Another thing that wasn’t much on my radar before is how much people love to rail! Are my friends getting loquacious as they age, or has this always been their propensity? I, too, have loved railing over the last four years—is there anyone who didn’t find themselves aghast at the chaos of 2020?—but, unable to rail in my gruff monotone, I’m not unhappy to let go of this often annoying aspect of human speech.

Who speaks the most? Who speaks the loudest? Whose speech silences everyone else? Most women have had the experience of being ignored in meetings when men are present. Most men, too, have had the experience of other men speaking over them. Speech as a form of jousting and one-upmanship, a game to establish dominance. Who is the alpha in the room? Who is submissive? If I ever expect to win such a power play from now on, I will have to perfect the deployment of silence, which can also pack some power in conversation.
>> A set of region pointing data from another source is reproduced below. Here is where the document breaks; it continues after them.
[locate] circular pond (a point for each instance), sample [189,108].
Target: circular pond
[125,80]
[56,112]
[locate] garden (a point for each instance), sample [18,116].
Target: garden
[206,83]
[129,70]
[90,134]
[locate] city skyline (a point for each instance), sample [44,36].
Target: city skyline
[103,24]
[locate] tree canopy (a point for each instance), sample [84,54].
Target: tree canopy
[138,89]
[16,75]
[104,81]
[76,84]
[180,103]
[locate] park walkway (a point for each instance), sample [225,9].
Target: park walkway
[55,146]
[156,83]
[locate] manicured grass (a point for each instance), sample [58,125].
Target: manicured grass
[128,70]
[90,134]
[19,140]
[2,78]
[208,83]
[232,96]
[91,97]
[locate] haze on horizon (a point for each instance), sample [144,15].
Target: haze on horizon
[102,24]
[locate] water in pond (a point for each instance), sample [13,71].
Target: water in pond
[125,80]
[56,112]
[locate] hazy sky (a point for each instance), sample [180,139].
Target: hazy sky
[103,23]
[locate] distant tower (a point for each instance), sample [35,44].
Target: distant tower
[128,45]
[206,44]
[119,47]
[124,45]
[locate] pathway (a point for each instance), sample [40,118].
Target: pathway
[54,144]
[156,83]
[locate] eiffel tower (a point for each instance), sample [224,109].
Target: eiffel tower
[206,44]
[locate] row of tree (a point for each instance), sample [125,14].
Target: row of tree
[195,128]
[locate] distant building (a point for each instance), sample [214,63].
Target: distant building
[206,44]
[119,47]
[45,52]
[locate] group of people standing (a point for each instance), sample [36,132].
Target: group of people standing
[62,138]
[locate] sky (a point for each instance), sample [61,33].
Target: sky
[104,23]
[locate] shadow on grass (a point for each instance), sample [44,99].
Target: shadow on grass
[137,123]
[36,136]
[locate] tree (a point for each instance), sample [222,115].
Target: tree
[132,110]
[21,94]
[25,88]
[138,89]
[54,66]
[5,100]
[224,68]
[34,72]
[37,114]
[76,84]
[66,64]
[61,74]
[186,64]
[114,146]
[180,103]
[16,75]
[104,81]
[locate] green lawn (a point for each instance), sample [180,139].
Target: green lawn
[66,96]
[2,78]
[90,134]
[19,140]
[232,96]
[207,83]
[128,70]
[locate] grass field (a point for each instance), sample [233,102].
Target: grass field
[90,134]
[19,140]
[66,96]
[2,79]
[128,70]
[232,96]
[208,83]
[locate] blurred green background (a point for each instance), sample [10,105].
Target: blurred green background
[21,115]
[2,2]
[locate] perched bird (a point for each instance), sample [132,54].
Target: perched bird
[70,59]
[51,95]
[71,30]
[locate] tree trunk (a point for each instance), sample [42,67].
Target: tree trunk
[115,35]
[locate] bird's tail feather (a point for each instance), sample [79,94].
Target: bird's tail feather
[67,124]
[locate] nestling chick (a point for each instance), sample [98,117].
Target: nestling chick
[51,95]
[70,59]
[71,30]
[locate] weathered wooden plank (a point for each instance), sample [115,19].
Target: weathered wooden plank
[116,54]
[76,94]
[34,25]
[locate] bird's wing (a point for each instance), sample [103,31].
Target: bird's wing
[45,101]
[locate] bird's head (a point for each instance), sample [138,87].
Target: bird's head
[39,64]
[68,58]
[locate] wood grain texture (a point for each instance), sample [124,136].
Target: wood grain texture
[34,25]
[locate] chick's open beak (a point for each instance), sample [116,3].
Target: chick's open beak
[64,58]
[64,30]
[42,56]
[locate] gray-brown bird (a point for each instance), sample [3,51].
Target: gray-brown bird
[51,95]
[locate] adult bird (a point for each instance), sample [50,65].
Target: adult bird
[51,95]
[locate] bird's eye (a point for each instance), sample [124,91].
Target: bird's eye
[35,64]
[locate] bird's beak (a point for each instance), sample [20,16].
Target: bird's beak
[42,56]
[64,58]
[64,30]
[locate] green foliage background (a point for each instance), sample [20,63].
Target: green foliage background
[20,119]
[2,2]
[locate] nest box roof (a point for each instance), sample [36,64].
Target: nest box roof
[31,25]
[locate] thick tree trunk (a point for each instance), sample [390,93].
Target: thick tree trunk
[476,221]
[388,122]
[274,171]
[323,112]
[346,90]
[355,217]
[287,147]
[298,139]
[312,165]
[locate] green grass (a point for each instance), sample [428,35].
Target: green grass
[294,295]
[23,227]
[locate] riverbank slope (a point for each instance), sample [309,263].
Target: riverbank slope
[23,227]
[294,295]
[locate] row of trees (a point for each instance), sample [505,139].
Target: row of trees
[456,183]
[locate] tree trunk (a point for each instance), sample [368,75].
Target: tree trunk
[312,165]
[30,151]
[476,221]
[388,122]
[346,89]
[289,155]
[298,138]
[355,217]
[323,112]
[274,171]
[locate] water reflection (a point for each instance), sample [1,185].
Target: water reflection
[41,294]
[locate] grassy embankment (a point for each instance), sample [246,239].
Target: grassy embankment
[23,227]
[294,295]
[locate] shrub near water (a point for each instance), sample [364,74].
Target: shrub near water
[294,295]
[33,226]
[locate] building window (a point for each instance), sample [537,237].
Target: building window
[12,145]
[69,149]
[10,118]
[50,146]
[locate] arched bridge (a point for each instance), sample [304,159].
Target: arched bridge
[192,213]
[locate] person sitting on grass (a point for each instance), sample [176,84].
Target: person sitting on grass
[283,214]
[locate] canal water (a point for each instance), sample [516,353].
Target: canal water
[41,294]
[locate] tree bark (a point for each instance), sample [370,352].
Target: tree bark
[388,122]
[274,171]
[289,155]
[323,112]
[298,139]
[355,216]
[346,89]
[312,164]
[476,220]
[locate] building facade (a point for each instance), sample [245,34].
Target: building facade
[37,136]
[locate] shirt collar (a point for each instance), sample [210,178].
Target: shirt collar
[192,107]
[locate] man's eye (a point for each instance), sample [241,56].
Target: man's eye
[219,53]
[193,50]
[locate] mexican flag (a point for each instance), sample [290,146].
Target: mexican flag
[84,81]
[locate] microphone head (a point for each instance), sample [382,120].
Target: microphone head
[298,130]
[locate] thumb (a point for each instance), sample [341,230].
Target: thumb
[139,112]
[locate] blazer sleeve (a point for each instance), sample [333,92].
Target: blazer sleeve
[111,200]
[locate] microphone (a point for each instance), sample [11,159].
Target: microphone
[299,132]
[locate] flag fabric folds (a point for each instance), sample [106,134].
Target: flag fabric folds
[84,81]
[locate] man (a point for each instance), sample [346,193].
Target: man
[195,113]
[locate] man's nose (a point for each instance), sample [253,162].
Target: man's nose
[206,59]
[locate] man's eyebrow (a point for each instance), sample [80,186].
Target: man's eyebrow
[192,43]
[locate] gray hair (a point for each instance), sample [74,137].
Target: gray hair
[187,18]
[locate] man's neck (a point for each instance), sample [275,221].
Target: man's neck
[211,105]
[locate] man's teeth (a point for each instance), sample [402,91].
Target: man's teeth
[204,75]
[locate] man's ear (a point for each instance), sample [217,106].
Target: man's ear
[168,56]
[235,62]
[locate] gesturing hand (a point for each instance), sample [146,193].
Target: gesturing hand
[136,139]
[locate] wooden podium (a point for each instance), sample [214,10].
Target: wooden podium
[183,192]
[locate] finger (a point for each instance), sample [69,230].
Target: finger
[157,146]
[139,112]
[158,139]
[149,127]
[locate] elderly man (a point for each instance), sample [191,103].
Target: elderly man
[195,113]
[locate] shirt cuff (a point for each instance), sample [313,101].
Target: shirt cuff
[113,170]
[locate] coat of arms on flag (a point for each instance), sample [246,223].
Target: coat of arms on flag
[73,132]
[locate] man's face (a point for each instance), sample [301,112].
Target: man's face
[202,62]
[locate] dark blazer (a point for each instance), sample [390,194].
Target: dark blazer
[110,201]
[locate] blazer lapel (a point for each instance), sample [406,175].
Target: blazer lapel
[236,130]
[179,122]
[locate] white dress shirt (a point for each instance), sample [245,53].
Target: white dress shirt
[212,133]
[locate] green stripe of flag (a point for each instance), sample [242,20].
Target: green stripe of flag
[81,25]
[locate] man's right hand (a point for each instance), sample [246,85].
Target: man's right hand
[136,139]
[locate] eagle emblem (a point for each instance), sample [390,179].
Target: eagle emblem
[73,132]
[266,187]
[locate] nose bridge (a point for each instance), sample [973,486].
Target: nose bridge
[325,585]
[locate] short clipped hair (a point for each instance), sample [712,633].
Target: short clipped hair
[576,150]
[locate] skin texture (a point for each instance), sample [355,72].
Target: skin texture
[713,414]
Another kneejerk habit most of us have: associating quick speech with high intelligence, slow speech with limited intelligence. Even when we know better, the drawl of the Southerner sometimes leads us to conclude she’s not very bright. The speedy speech of a New Yorker—well, we know she must be smart. These days I listen to my speech on two different planes. I hear the intended meaning of my words and sentences. Simultaneously, I hear the speech of someone with limited linguistic skill. An old person, or maybe a child. I watch clerks and receptionists concluding incorrect things about me, making judgements, responding to me as a simpleton. Still, maybe insanely, I persist in talking.

What I love most about talking is that it’s a bridge to another human being, friend or stranger. A bridge to what each of us is seeing and thinking and feeling about the world. The discovery of overlapping reactions—or radically different ones. The revelation—at least partial revelation—of another soul’s experience of being alive. My husband says if his speech were compromised, he would probably stop speaking entirely. But I doubt that. I think the urge to connect is too fundamental and resilient for that. I began writing this on the shores of Lopez Island; not far out was a rock where sea lions lounge. They vocalized all day and night. Why were they doing this so incessantly? It was past the mating season and they couldn’t have been announcing the arrival of food 24/7. It may be territorial, a way of keeping predators away. But I think it’s more like my own running commentary: The sea lions and I asserting we’re here. 

There will come a time when my exchanges will be mediated through a computer and my sister’s synthesized voice. People will have to slow down in order to interact with me, but if they’re willing, I’ll be there listening and offering what I can. I won’t be narrating every thought that passes through my mind, but less of a running commentary is probably a good thing. After all, something needs to be saved for the writing.